Figure 3|: Example of ARV-100 with a core containing a linker where the core is highlighted in  yellow.

Now the clever part.

For the first filter the challenge was initially calculating the number of R-groups coming off of the core molecule, which was pretty straightforward, as I had the starting structure and the user-defined core. After the SMIRKS was applied, things became tricky in calculating the number of R-groups. There seemed to be so many edge cases to take into account, every time I thought I had solved it… BAM… another edge case. Hopefully, I have now resolved most of them by establishing a method that defines what the new core is.

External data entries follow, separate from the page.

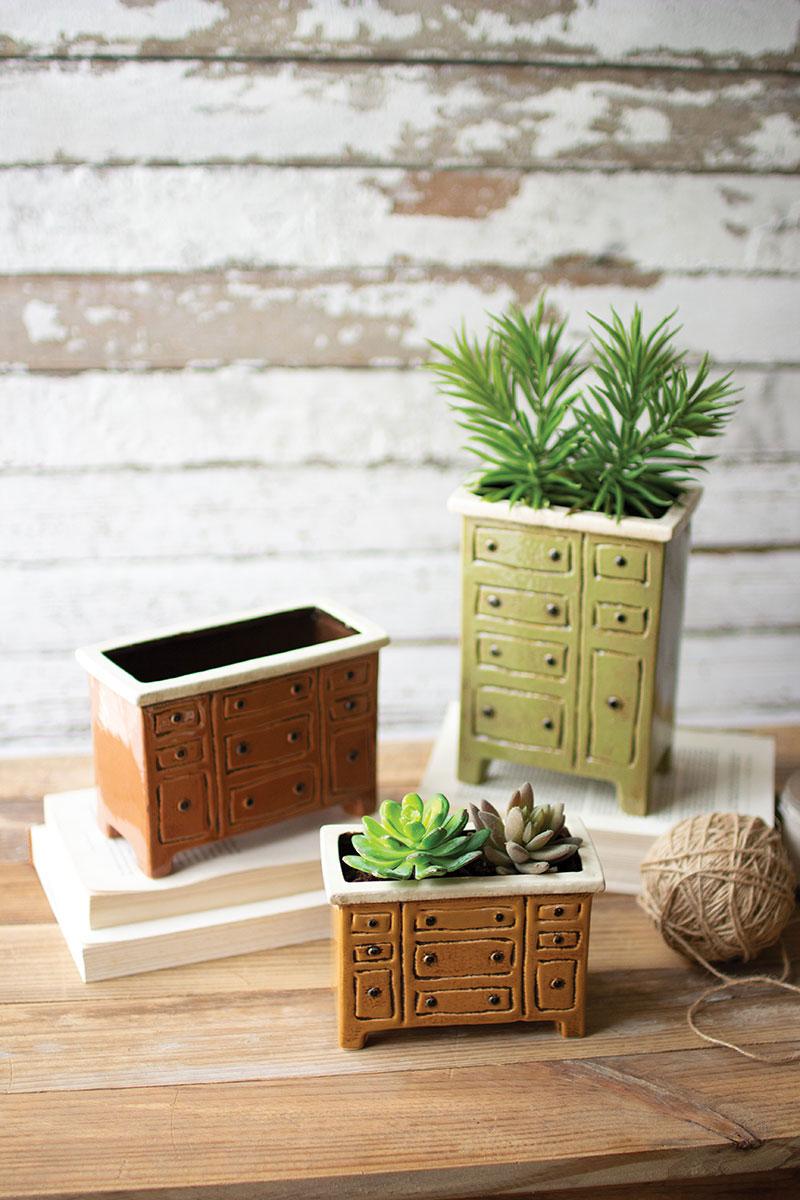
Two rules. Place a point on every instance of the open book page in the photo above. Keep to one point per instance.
(710, 772)
(108, 864)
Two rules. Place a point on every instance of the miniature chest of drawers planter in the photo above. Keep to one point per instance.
(202, 733)
(570, 639)
(459, 949)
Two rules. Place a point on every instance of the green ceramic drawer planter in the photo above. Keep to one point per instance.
(575, 541)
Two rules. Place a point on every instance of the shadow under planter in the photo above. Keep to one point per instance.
(571, 628)
(459, 949)
(205, 732)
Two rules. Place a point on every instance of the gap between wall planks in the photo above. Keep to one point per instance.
(668, 105)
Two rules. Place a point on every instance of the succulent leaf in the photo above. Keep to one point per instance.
(529, 839)
(415, 839)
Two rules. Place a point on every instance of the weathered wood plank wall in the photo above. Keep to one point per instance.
(226, 232)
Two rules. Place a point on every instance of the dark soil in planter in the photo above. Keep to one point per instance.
(477, 869)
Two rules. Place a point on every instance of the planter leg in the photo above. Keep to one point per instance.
(471, 768)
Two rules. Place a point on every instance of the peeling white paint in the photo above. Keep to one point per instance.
(41, 322)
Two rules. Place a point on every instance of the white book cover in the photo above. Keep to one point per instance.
(710, 771)
(176, 940)
(277, 861)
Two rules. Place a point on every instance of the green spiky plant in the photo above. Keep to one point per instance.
(621, 445)
(415, 840)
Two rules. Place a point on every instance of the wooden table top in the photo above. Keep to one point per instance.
(224, 1080)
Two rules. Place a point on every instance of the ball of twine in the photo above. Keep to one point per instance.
(721, 887)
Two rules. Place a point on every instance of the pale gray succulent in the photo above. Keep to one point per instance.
(530, 839)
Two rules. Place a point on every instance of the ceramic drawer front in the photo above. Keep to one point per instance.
(457, 959)
(501, 915)
(180, 755)
(181, 718)
(350, 707)
(545, 609)
(289, 738)
(555, 984)
(449, 1002)
(624, 561)
(615, 694)
(352, 755)
(184, 808)
(519, 717)
(275, 797)
(553, 552)
(348, 676)
(260, 699)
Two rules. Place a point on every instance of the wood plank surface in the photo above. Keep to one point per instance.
(91, 220)
(136, 1087)
(681, 33)
(388, 114)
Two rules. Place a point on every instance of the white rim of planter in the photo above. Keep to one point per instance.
(589, 879)
(366, 639)
(662, 528)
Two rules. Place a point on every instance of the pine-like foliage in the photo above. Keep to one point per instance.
(621, 445)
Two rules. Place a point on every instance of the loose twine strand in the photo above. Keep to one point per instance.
(731, 888)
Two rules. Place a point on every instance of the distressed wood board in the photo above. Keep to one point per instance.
(386, 114)
(649, 31)
(138, 1089)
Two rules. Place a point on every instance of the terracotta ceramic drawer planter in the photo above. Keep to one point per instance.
(459, 949)
(570, 640)
(200, 733)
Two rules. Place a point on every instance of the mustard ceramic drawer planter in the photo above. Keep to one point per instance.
(459, 949)
(200, 733)
(570, 640)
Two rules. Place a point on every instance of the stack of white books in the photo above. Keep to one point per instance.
(711, 772)
(251, 892)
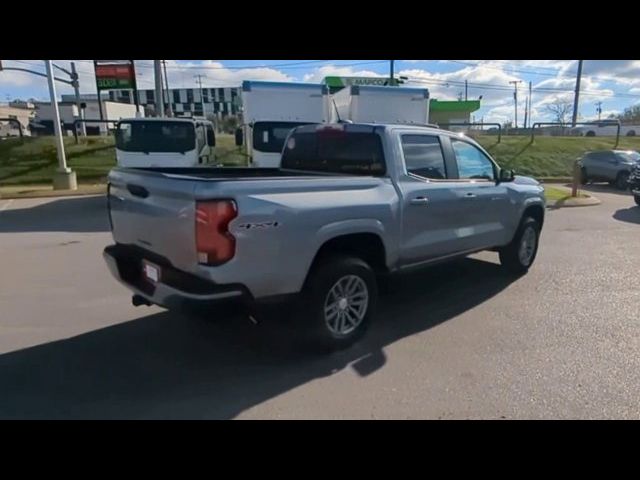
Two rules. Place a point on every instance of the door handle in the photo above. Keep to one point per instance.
(137, 190)
(419, 201)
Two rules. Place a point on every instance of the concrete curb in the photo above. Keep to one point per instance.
(39, 191)
(587, 201)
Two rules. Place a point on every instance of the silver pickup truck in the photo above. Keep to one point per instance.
(351, 203)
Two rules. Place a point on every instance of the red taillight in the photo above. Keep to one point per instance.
(214, 244)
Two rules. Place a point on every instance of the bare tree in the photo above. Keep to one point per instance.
(560, 110)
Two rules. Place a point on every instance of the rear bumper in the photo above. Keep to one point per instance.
(176, 289)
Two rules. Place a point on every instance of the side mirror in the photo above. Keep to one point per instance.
(506, 175)
(239, 137)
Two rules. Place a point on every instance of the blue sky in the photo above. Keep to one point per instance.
(616, 83)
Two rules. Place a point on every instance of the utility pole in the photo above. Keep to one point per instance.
(158, 77)
(515, 100)
(391, 82)
(95, 68)
(199, 78)
(577, 96)
(136, 98)
(166, 85)
(530, 97)
(64, 178)
(76, 88)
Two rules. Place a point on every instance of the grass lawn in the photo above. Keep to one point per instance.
(555, 194)
(548, 156)
(34, 160)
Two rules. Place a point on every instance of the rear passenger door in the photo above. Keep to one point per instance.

The second filter was a similar problem but solved by calculating the linker length. Again this is straightforward to calculate, whilst the specific core and molecule were defined, but once there was ambiguity about what the core of the molecule was, that’s where some of the problems lay. I won’t be giving away the methodology for how I solved these by finding the new core; you’ll just have to take my word that I have!

core design jess blog fig4

Figure 4: A simple example showing how the linker length change filter works for ARV-100

Corner Cases – Why is there not a Magic list for all cheminformatics?

I wish, when I started this work, there were a list of all possible edge cases so that I could work my way them, making sure they all performed how we expected, and automate the tests. Instead there were many cycles of testing with lots of molecules, traipsing through lots and lots of resulting molecules, and eventually coming up with the list of troublemakers. The refrain ‘welcome to cheminformatics’ was said a lot of times in the office. For each round of testing, we had a couple of head-scratching moments looking through results and asking ourselves, was this what we should be expecting. Unfortunately, a magic list for all cheminformatics will never exist as for every problem there are always different edge cases and so this will always be. So my advice is to just roll with it and enjoy discovering them as they arrive. Hopefully all this work will cover the bases so the output of CoreDesign® is robust for users – never say never in this game though.

Database performance – another steep learning curve.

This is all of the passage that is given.